Em estudo sobre o surgimento das principais empresas atuantes no mercado imobiliário de Porto Alegre a partir do final do século XIX, Strohaecker (1996, p. 815) sugere que “o emergente setor imobiliário de Porto Alegre teve no Estado seu forte aliado”, já que o Código de Posturas Municipais (1893) exigia que os interessados em doar ruas à municipalidade deveriam anexar uma planta com a situação delas. A esse respeito, está escrito na lei: “Art. 27. Parágrafo único. - Os que oferecerem à municipalidade terrenos, mesmo suburbanos, para a abertura d'esses logradouros, deverão apresentar uma planta bem orientada, com indicação das ruas vizinhas.” (PORTO ALEGRE, 1893).

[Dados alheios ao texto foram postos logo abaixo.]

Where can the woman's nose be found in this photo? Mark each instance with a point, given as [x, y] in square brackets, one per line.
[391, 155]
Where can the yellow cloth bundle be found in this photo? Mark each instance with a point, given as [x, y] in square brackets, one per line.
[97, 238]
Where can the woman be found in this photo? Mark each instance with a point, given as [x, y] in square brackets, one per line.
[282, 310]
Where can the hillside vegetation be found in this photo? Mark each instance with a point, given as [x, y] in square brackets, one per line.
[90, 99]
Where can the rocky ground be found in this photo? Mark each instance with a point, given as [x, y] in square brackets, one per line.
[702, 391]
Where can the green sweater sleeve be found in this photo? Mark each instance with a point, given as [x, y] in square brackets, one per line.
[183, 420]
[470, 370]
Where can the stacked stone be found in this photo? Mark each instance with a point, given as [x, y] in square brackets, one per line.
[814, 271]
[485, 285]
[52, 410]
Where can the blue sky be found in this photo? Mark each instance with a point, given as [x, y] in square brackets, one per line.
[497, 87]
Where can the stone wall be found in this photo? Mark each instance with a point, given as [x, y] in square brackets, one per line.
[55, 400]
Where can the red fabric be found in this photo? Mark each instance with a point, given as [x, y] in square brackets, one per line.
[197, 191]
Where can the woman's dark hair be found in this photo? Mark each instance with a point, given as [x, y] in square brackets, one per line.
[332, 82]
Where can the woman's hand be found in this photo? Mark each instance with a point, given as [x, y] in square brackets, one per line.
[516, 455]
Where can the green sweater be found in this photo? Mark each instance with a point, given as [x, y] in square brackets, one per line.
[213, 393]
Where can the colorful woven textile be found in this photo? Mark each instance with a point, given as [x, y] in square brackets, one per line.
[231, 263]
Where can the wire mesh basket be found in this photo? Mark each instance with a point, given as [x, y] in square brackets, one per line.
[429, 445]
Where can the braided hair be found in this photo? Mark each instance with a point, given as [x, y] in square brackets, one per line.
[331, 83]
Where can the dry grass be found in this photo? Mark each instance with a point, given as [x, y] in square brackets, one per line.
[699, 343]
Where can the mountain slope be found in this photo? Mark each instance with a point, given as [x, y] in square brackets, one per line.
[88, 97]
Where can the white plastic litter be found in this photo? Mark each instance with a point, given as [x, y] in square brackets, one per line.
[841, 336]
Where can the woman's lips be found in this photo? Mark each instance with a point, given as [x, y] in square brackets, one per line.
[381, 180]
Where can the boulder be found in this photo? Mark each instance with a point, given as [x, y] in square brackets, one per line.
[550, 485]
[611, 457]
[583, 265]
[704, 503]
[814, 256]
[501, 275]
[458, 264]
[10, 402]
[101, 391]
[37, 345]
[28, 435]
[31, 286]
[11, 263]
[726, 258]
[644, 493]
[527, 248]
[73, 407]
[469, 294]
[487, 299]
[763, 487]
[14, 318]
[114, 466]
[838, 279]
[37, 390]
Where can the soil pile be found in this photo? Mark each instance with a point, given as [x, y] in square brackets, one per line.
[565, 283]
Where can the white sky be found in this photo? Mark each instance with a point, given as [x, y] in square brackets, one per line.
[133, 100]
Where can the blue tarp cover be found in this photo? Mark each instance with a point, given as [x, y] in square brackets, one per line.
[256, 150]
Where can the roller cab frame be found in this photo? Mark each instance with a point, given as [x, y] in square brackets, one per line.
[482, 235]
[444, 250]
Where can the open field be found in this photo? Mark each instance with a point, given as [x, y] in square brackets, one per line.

Os empreendimentos focavam classes sociais distintas, de acordo com as condições do sítio. Segundo Strohaecker, áreas alagadiças, como a do bairro Navegantes, por exemplo, eram comercializadas para classes menos favorecidas, como imigrantes recém-chegados e operários. Como o imposto predial era cobrado por largura de testada, normalmente esses lotes eram muito estreitos, em torno de 6 metros.

O loteamento Navegantes-São João, lançado em 1896, obedecia a um rígido traçado ortogonal estruturado por vias (...) de largura uniforme de 80 palmos (17,60 metros), mínimo prescrito pela administração municipal da época. Os lotes, por sua vez, eram comercializados por metro de testada, não guardando uma proporção entre largura e comprimento dos mesmos. Geralmente os lotes eram estreitos e muito profundos (...). (STROHAECKER, 1996, p. 817)

Em contrapartida, em regiões localizadas em áreas mais altas e em sítios mais aprazíveis do ponto de vista de recursos naturais, como as áreas adjacentes ao bairro Moinhos de Vento, o antigo arraial São Manoel, eram lançados loteamentos visando atrair classes mais abastadas, medindo em duas vezes o tamanho dos lotes colonais.

Lotes estreitos e profundos geram limitações à incidência de iluminação e ventilação natural no interior das edificações em decorrência do arranjo espacial em fileira. Já sob o ponto de vista da configuração do quarteirão, as testadas mais estreitas aumentam a quantidade de lotes a comporem um mesmo quarteirão. Em consequência, a diversidade dos agentes envolvidos no processo de construção do espaço urbano que implicaria um aumento da sua capacidade de transformação.

Figura 61: Mapas viários de Porto Alegre em 1888 e 1896. Comparação mostra a ação das companhias loteadoras principalmente na continuidade do centro em direção norte

FONTE: http://prati.com.br/fotos-antigas-mapas-e-plantas/ acessado em 2015.

As mínimas restrições legais em relação ao loteamento de terras impostas pelo município davam, conforme exposto por Strohaecker, liberdade para a ação dos empreendedores. Como resultado, identificamos em sua pesquisa que no final do século XIX o mercado imobiliário da cidade já estava em grande parte sob o comando de somente três companhias, e a partir do início do século XX fica praticamente monopolizado pela Cia Predial Agrícola, que se mantém nesse posto até a década de 1920. A preponderância de poucas empresas operando no mercado de terra restringe a atividade de pequenos agentes. A redução do número de atuantes envolvidos no mercado de terras tem caráter negativo sob o ponto de vista da urbanidade, componente da qualidade espacial urbana.